Il est prévu également de créer auprès du Premier Ministre, le Conseil Supérieur de Normalisation, de Certification et d’Accréditation (CSNCA) chargé notamment d’établir des orientations relatives à la normalisation, la certification,  l’accréditation et la promotion de la qualité. Il sera composé des représentants des départements concernés et des représentants du secteur privé, des consommateurs, des laboratoires et des cabinets de conseil en qualité et d’audit  et des organismes de certification, de vérification et de contrôle.

Dans le cadre du nouveau système, le Ministre chargé de l’Industrie sera chargé d’appliquer les propositions du CSNCA en concertation avec les départements concernés, de prononcer l’homologation de normes qui lui seront présentées et d’arbitrer les litiges qui pourraient s’élever entre les différents intervenants dans le processus de normalisation, certification et accréditation.

Le programme général des travaux  de normalisation est arrêté par l’Institut Marocain de Normalisation en exécution des orientations du Conseil Supérieur de Normalisation, de Certification et d’Accréditation (CSNCA) et en tenant compte des besoins en normes recensés auprès des partenaires économiques et sociaux et auprès des commissions de normalisation.

Les projets de normes  seront élaborés et discutés au sein  de commissions techniques de normalisation qui seront créées par l’Institut de Normalisation à la demande des différents partenaires économiques ou chaque fois que le besoin s’en fait sentir et qui doivent comprendre, outre des représentants relevant des personnes morales de droit publics intéressés, les représentants de toutes les parties concernées par l’objet de la norme à élaborer. L’Institut de Normalisation fixe, toutes les fois que la nécessité s’en fait sentir, après concertation des commissions de normalisation concernées des délais à ne pas dépasser par ces commissions pour l’exécution et pour la transmission des travaux de toute nature intéressant la normalisation.

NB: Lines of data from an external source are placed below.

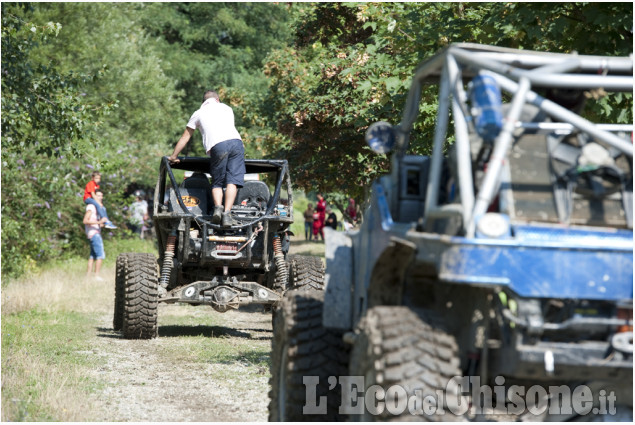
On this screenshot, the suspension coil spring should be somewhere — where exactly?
[273,235,289,284]
[159,235,176,288]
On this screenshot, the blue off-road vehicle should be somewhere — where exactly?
[271,44,633,420]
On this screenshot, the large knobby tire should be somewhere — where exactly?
[269,289,348,421]
[289,255,324,290]
[112,253,131,331]
[121,253,159,339]
[349,306,467,422]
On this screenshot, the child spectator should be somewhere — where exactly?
[83,189,106,281]
[84,171,117,229]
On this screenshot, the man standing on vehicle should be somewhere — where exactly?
[168,90,245,227]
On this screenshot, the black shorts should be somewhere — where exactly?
[209,139,245,188]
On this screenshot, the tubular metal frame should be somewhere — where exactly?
[396,44,633,237]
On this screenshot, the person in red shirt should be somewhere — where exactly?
[84,171,117,229]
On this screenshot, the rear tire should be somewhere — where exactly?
[289,255,324,291]
[121,253,159,339]
[349,306,468,422]
[269,290,348,421]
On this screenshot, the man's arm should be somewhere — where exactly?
[168,127,194,163]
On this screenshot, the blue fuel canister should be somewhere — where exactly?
[470,73,503,140]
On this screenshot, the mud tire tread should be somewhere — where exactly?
[289,255,324,290]
[269,289,348,421]
[349,306,467,422]
[121,253,159,339]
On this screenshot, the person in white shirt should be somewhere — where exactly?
[83,189,108,281]
[168,90,245,227]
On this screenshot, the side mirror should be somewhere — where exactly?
[364,121,395,154]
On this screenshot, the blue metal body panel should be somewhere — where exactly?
[419,225,633,300]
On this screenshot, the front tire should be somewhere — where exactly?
[121,253,159,339]
[350,306,467,422]
[289,255,324,291]
[269,290,348,421]
[112,253,131,331]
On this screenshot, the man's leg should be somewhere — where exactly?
[212,187,223,207]
[86,257,93,276]
[225,183,238,212]
[212,187,223,224]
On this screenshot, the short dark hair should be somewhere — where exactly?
[203,90,220,102]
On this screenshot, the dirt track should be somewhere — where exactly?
[91,237,324,422]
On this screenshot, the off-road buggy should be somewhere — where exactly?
[270,44,633,421]
[113,157,324,339]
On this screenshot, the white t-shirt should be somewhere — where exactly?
[130,200,148,226]
[84,204,101,239]
[187,98,242,153]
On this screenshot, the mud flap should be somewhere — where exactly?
[322,227,353,330]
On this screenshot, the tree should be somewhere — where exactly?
[265,3,633,199]
[2,5,109,275]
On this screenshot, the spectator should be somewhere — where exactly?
[344,198,357,226]
[326,207,337,230]
[304,203,315,241]
[313,193,326,240]
[84,171,117,229]
[83,189,107,281]
[130,190,150,237]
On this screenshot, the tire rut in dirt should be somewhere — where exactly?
[269,289,348,421]
[349,306,467,422]
[121,253,159,339]
[289,255,324,290]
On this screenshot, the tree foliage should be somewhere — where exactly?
[265,3,633,199]
[2,7,109,274]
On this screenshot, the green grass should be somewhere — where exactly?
[2,309,99,422]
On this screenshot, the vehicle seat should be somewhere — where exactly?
[179,173,213,215]
[234,180,271,209]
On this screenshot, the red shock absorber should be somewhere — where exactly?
[159,234,176,289]
[273,235,289,286]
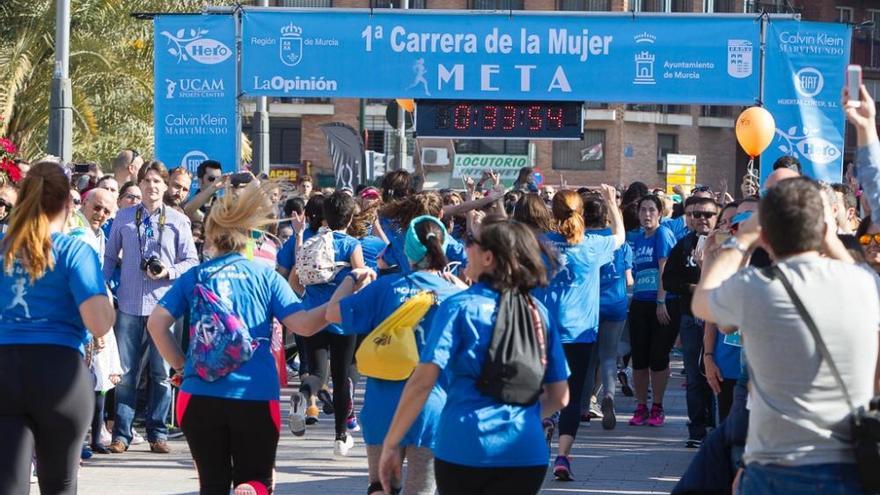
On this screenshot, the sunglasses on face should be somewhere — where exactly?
[859,234,880,246]
[688,211,715,220]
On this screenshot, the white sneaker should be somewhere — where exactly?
[333,433,354,457]
[287,392,306,437]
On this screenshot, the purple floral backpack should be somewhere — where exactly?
[189,262,265,382]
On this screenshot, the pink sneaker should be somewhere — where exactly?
[648,404,666,426]
[629,404,648,426]
[232,481,269,495]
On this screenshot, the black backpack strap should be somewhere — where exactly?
[762,265,858,421]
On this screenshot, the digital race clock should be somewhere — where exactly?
[415,100,584,139]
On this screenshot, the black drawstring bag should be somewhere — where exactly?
[477,290,547,406]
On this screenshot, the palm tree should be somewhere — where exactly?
[0,0,235,168]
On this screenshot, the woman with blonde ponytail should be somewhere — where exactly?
[536,185,624,481]
[147,181,327,495]
[0,163,114,495]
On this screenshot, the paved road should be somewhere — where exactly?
[63,363,693,495]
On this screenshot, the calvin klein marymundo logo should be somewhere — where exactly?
[159,28,232,65]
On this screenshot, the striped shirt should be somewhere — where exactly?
[103,205,199,316]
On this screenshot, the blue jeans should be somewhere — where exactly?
[679,314,715,440]
[737,463,866,495]
[113,311,171,445]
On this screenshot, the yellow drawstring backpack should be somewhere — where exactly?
[355,291,437,381]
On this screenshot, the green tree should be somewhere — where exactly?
[0,0,231,167]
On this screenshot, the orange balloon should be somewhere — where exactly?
[736,107,776,158]
[394,98,416,113]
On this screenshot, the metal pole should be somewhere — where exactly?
[396,0,409,170]
[47,0,73,162]
[253,0,269,174]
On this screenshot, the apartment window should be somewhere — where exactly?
[626,103,690,114]
[364,115,415,155]
[553,129,605,170]
[703,0,742,14]
[468,0,525,10]
[668,0,694,12]
[275,0,333,8]
[370,0,427,9]
[633,0,670,12]
[700,105,733,119]
[455,139,529,155]
[556,0,611,12]
[657,133,678,173]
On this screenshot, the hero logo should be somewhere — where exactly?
[180,150,208,175]
[159,28,232,65]
[794,67,825,98]
[776,125,843,165]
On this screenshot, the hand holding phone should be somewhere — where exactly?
[846,64,862,108]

Chaque commission sera présidée par un de ses membres choisi par elle. Les secrétariats de ces commissions seront assurés par l’Institut de Normalisation ou délégués sous son contrôle et sa responsabilité à tout organisme ou profession intéressée. L’Institut de Normalisation se fait représenter à toute commission de normalisation et veille à ce que toutes les parties concernées soient représentées. Il sera chargé de fournir aux commissions de normalisation les informations techniques et économiques nécessaires à leur travaux. Il procède à cet effet aux recherches de documentation technique nécessaire pour établir les avants projets de normes tels que : normes internationales, normes régionales, normes étrangères ou tout autre document utile.

Les commissions de normalisation seront chargées dans leurs domaines d’activités respectifs :

- d’établir les projets de programmes des travaux de normalisation et de les soumettre à  l’Institut de Normalisation,
- d’élaborer et de discuter les avants-projets de normes et les projets de normes,
- de communiquer, le cas échéant, les projets de normes adoptés à l’Institut de Normalisation en vue de les soumettre en enquête publique,
- de procéder à l’examen périodique des normes marocaines,
- de donner leur avis sur les normes internationales ou régionales en vue de leur homologation,
- d’examiner les projets de normes émanant des organismes internationaux ou régionaux de normalisation dont le Maroc est membre, et de proposer, le cas échéant, tout amendement,
- de proposer à l’Institut de Normalisation des délégués aux comités internationaux ou régionaux de normalisation.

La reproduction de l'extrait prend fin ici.